Once all of the narrative and storytelling issues are worked out, the task of building something visually compelling on a limited computational budget begins. Fans of the source material have probably already seen a very expensive, very high quality rendering of the main visual attraction. How do you meet those expectations, at sub 20 millisecond latency, at 70 Hz, in a video game engine, displayed in stereo in real-time?
According to the Folks from WETA, the work started with rebuilding every asset in highly reduced resolution. Then they had to address screen real estate. Apparently the average number of frames of CGI animation in any given scene from a traditional blockbuster film is around 300. In VR, due to the consistent fixed perspective, the average number of frames tops 5000. For the purposes of their 5 minute demo, the time spent compiling all of the graphics assets or “bake” time, was over 3 days for every iteration.

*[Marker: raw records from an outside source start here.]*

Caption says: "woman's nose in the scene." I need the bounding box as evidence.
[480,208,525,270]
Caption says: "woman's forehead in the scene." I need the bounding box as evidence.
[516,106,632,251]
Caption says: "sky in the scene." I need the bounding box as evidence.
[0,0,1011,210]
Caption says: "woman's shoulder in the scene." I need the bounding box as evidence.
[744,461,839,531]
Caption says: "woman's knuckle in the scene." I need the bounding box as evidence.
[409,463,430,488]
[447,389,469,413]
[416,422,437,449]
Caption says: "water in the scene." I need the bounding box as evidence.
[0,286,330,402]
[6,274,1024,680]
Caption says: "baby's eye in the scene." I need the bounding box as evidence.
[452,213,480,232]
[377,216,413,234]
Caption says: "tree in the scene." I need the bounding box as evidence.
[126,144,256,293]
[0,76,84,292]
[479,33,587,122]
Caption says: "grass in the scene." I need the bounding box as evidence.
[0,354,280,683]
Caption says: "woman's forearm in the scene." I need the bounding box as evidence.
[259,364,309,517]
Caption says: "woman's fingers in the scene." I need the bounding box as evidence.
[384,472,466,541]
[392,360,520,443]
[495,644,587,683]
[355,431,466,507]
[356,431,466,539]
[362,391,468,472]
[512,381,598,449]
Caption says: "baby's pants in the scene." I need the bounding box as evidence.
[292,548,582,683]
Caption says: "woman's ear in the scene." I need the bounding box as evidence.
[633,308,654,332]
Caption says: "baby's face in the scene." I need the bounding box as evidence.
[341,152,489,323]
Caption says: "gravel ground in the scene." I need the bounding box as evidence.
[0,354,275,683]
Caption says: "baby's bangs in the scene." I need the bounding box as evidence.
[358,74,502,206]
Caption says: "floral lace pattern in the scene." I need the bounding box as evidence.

Real-time CG rendering has always required decisions to be made about trade-offs between quality and performance. The high minimum performance standards of VR raise the stakes of those decisions and put pressure on developers to squeeze every drop of performance from the CPU and GPU. It also requires some coding shortcuts that create the illusion of visual complexity without actually taxing the GPU with complex computations. Dynamic lighting and shadows for example, use a outsize amount of processing power, leaving that much less to render everything else. By simplifying the light and shadow models, the programmers at Epic and WETA were able to save vital resources without sacrificing too much in the visual quality of the demo.
The makers of “A Thief in the Dark” were operating under specific requirements that made their job harder than it might have been otherwise. In sharing the experience of their attempt to translate a super high end pre-rendered piece of traditional media into an equally compelling VR experience, they provide an educational service to other development teams that pushes the medium forward.